See the `./examples` directory for more, runnable examples.

#### Running an Example

```bash
cd examples
uv run python basic_usage.py
```

### Integration with LlamaIndex

```python
from llama_index.core import VectorStoreIndex, Settings
from llama_index.embeddings.isaacus import IsaacusEmbedding
from llama_index.llms.openai import OpenAI
from llama_index.core import Document

# Set the LLM
llm = OpenAI()
Settings.llm = llm

# Set the Isaacus embedding model globally
Settings.embed_model = IsaacusEmbedding()

# Create documents
documents = [
    Document(text="This is a contract clause about payment terms."),
    Document(text="This is a contract clause about termination."),
]

# Create a vector index
index = VectorStoreIndex.from_documents(documents)

# Query the index
query_engine = index.as_query_engine(
    llm=llm, response_mode="compact", similarity_top_k=5
)
response = query_engine.query("What are the payment terms?")
print(response)
```

## Available Models

Currently, Isaacus offers the following embedding model:

- **kanon-2-embedder**: The world's most accurate legal embedding model on the [Massive Legal Embedding Benchmark (MLEB)](https://isaacus.com/blog/introducing-mleb) as of October 2025.

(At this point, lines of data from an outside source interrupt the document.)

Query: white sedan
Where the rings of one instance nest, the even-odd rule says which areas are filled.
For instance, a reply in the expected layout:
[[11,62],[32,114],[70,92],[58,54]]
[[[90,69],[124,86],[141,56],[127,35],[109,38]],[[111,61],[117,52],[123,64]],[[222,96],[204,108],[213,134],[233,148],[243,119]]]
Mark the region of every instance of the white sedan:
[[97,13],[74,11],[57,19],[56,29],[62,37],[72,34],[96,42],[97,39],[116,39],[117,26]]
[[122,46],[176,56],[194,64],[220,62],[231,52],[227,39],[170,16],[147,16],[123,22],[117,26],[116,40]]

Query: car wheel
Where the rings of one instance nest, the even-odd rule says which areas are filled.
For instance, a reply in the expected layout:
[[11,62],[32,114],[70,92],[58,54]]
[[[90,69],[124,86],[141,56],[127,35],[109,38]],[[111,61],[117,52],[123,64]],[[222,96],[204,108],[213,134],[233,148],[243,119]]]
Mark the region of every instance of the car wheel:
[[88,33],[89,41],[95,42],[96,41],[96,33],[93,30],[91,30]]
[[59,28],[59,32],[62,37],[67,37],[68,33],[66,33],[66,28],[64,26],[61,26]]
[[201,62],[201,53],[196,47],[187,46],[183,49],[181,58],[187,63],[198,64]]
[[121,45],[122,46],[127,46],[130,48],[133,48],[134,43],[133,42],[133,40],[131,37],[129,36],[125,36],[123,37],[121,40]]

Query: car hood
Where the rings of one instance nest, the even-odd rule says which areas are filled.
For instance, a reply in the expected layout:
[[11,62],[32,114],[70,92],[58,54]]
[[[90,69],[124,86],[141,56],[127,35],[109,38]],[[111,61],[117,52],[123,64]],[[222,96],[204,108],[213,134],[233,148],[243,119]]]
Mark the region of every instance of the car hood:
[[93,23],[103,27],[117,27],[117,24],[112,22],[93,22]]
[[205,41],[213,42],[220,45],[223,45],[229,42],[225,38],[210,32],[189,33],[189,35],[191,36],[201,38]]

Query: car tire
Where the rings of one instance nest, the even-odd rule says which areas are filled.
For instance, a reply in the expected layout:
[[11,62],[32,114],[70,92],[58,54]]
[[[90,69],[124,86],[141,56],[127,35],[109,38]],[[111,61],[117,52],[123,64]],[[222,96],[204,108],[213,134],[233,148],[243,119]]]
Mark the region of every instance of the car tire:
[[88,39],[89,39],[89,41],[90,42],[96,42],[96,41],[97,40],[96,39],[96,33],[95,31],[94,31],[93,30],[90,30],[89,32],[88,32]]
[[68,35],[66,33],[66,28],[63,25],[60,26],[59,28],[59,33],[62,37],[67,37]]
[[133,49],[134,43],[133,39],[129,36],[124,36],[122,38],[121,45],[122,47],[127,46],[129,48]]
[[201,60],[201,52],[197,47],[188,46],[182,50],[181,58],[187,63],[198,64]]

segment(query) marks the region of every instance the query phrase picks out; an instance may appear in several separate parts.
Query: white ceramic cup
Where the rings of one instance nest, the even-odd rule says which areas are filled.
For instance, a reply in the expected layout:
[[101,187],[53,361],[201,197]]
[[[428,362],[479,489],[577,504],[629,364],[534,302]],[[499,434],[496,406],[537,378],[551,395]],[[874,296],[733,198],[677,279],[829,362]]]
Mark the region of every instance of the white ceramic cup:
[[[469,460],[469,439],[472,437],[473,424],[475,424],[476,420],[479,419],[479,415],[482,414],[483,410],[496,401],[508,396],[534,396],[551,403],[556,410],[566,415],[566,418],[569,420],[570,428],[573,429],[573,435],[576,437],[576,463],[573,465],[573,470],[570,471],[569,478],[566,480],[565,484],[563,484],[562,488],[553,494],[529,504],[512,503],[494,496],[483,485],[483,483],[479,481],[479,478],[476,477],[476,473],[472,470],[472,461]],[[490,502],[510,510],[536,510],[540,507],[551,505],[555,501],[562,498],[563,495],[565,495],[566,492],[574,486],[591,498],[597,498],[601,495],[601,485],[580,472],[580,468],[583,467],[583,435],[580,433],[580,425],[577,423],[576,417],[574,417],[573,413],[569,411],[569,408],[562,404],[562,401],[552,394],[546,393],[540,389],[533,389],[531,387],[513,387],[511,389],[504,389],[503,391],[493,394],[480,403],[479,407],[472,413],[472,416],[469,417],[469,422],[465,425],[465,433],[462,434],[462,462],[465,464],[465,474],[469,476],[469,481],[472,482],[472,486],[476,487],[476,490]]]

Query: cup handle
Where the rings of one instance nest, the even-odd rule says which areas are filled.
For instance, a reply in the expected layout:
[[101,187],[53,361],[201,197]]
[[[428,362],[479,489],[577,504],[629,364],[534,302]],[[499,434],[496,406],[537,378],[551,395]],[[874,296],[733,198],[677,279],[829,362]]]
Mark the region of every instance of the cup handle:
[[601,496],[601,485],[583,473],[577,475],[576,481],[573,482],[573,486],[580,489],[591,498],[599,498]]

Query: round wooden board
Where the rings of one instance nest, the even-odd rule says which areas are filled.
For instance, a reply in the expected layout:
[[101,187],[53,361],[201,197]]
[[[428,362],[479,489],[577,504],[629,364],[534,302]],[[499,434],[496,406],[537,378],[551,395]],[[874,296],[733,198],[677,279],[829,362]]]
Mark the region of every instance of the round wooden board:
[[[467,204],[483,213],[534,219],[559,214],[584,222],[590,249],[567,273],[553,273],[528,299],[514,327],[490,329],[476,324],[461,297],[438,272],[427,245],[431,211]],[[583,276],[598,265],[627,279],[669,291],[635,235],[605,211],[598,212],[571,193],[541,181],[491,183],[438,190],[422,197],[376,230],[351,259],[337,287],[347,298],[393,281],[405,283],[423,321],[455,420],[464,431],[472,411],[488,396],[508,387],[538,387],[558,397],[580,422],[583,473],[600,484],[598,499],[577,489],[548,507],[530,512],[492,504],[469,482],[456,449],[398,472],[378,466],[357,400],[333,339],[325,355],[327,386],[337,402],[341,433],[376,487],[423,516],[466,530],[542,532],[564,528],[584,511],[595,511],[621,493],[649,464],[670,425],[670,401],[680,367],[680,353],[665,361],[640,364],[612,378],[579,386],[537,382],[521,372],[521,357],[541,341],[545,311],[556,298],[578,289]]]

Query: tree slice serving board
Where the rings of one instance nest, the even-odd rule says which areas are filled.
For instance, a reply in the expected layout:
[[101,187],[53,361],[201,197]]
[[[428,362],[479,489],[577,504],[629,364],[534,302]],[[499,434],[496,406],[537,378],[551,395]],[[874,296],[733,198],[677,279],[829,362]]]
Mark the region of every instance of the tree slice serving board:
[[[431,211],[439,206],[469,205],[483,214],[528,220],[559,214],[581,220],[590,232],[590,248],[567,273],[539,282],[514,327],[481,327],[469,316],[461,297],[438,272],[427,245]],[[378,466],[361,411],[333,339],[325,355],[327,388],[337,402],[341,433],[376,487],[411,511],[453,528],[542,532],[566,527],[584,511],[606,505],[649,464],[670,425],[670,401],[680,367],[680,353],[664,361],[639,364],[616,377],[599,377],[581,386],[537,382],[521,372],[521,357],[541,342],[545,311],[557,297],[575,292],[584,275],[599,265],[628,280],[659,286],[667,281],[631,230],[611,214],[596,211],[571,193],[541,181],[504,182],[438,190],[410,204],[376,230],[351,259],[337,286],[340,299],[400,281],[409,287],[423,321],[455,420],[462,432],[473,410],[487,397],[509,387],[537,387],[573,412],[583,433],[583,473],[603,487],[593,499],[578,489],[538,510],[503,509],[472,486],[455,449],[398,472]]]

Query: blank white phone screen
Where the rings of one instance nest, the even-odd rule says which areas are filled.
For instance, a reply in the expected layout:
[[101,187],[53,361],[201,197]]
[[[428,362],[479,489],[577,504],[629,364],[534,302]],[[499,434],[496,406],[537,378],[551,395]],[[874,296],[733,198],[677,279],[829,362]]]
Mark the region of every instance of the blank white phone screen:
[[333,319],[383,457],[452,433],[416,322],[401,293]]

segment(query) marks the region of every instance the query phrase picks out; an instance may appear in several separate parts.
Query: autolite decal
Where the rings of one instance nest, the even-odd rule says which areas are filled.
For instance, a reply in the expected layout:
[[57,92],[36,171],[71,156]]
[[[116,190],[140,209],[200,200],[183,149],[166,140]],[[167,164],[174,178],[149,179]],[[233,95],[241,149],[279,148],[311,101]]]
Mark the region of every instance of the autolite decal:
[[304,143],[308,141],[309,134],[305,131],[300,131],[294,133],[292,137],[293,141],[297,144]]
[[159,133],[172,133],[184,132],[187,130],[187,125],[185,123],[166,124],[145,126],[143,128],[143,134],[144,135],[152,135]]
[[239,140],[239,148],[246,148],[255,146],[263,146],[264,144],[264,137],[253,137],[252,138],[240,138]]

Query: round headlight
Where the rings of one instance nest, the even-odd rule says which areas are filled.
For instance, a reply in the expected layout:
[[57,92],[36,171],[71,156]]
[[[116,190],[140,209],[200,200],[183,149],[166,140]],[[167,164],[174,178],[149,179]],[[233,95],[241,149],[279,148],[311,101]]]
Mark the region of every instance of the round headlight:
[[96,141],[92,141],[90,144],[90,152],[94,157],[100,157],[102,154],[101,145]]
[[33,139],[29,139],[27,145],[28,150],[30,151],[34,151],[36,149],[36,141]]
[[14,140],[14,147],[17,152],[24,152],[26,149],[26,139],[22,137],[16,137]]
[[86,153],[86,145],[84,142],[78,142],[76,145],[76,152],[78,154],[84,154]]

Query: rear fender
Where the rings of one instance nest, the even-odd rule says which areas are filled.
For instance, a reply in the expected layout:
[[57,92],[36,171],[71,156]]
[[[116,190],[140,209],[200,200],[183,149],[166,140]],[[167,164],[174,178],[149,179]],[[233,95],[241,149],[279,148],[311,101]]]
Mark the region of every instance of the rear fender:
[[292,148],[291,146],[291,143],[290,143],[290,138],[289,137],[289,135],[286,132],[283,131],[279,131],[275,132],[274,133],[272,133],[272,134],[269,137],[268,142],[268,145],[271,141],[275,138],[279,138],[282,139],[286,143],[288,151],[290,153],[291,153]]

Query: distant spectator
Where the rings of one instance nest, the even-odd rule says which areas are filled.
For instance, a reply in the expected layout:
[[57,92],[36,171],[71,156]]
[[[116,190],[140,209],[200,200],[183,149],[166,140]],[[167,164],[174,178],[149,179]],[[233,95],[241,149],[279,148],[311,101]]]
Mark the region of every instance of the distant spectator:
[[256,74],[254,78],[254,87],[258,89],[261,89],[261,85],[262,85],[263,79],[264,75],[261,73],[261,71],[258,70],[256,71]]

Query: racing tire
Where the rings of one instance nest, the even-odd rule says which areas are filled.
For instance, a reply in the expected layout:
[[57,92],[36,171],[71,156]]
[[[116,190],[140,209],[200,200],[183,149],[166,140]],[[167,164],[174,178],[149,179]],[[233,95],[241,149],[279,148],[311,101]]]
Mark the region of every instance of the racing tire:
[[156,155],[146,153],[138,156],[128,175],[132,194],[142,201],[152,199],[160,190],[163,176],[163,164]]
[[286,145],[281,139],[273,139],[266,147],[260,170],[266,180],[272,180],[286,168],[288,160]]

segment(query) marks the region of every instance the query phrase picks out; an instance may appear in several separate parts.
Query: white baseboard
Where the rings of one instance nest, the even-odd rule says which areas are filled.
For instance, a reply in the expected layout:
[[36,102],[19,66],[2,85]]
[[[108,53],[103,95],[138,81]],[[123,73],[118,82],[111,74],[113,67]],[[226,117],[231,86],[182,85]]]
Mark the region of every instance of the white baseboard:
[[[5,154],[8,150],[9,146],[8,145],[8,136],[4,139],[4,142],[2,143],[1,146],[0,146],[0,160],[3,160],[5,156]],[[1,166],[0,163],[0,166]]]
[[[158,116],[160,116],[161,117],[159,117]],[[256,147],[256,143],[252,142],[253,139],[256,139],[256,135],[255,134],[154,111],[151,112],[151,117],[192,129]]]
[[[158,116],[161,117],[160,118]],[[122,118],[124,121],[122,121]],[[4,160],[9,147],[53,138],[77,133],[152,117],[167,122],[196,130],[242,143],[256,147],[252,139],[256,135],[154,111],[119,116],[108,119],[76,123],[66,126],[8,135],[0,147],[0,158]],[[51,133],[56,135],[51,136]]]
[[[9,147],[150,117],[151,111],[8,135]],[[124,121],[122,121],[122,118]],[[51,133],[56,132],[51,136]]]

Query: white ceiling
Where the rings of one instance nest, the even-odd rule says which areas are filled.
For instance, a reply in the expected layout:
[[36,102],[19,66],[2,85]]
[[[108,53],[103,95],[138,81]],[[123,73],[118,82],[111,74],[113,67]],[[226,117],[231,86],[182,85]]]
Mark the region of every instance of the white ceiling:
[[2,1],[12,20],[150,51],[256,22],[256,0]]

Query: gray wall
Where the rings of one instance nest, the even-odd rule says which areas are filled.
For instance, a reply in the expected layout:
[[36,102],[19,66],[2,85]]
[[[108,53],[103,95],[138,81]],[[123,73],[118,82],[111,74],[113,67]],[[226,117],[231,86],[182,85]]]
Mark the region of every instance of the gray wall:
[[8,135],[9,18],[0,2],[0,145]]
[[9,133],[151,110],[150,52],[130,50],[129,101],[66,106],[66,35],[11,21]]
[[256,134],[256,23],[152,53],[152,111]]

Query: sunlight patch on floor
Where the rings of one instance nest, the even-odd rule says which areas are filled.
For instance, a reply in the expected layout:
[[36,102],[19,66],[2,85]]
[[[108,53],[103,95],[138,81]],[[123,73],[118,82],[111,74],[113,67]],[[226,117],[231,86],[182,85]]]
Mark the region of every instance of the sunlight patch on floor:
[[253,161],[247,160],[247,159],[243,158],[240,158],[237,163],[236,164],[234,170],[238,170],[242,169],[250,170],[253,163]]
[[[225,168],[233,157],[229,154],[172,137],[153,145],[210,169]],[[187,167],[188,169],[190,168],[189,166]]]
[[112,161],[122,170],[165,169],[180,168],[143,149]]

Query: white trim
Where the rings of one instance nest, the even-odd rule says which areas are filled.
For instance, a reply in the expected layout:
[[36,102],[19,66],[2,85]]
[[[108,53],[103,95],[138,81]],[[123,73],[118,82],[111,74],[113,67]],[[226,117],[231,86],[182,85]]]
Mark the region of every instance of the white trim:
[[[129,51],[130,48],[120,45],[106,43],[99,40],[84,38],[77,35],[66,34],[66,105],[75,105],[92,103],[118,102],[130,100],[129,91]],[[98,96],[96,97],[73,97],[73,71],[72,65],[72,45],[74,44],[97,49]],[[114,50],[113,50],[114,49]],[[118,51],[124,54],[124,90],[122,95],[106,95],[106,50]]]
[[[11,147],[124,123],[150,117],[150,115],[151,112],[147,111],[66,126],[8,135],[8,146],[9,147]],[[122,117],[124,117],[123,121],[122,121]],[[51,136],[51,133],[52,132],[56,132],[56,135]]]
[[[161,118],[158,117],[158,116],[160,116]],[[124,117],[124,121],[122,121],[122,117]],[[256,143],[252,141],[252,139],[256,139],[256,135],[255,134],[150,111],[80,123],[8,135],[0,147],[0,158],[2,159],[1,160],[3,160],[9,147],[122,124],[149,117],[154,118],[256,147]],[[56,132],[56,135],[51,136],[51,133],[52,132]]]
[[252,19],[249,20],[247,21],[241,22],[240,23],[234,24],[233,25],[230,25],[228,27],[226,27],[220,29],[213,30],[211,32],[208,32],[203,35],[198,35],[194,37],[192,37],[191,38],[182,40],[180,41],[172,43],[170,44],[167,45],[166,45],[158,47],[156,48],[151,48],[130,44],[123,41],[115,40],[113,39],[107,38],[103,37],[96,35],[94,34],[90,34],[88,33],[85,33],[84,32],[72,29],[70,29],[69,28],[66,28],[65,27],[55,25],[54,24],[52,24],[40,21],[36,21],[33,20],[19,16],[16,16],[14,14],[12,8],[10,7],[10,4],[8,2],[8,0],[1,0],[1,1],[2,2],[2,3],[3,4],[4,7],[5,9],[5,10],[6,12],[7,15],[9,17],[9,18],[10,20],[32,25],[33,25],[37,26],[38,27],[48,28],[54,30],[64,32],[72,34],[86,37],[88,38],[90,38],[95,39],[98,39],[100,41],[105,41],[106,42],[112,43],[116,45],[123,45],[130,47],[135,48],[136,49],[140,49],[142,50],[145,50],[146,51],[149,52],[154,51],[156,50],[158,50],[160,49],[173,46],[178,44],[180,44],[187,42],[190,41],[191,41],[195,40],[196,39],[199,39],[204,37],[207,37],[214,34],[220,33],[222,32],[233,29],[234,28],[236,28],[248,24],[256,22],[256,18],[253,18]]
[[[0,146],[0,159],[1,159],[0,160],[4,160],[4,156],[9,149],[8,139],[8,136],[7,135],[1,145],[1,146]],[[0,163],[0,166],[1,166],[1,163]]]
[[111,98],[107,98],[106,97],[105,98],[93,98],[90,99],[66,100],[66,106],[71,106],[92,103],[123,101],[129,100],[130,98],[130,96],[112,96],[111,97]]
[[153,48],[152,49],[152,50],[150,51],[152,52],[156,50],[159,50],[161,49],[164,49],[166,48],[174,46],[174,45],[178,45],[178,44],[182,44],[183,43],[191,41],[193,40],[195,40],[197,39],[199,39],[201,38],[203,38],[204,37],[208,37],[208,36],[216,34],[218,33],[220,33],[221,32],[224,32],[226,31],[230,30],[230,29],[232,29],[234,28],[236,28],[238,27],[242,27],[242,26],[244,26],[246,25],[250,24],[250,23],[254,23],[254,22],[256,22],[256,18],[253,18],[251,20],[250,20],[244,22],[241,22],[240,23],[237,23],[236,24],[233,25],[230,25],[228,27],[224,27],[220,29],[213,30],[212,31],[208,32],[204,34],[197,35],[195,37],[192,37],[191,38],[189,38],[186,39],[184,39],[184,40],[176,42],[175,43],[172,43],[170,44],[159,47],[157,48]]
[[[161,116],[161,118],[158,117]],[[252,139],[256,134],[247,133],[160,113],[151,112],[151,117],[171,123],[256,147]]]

For more information about Isaacus models, see the [Isaacus documentation](https://docs.isaacus.com/models).

## Error Handling

The integration includes proper error handling for common issues:

- Missing API key
- Invalid API configuration
- Network errors
- API errors

## Configuration Options

| Parameter           | Type  | Default                        | Description                                          |
| ------------------- | ----- | ------------------------------ | ---------------------------------------------------- |
| `model`             | str   | "kanon-2-embedder"             | The embedding model to use                           |
| `api_key`           | str   | `os.getenv("ISAACUS_API_KEY")` | The API key for Isaacus                              |
| `base_url`          | str   | "https://api.isaacus.com/v1"   | The base URL for Isaacus API                         |
| `dimensions`        | int   | None (model default)           | Optional: reduce embedding dimensionality            |
| `task`              | str   | None                           | Task type: "retrieval/query" or "retrieval/document" |
| `overflow_strategy` | str   | "drop_end"                     | Strategy for handling overflow: "drop_end" or None   |
| `timeout`           | float | 60.0                           | Timeout for requests in seconds                      |
| `embed_batch_size`  | int   | 100                            | Batch size for embedding calls                       |

## Environment Variables

| Variable           | Description                             |
| ------------------ | --------------------------------------- |
| `ISAACUS_API_KEY`  | The API key for Isaacus (required)      |
| `ISAACUS_BASE_URL` | The base URL for Isaacus API (optional) |

## Testing

Run the test suite:

```bash
uv run -- pytest
```

Run with coverage:

```bash
uv run -- pytest --cov=llama_index tests/
```

## Additional Information

For more information about Isaacus and its legal AI models:

- [Isaacus Documentation](https://docs.isaacus.com)
- [Kanon 2 Embedder Announcement](https://isaacus.com/blog/introducing-kanon-2-embedder)
- [Massive Legal Embedding Benchmark (MLEB)](https://isaacus.com/blog/introducing-mleb)
- [Isaacus Platform](https://platform.isaacus.com)

## License

This project is licensed under the MIT License.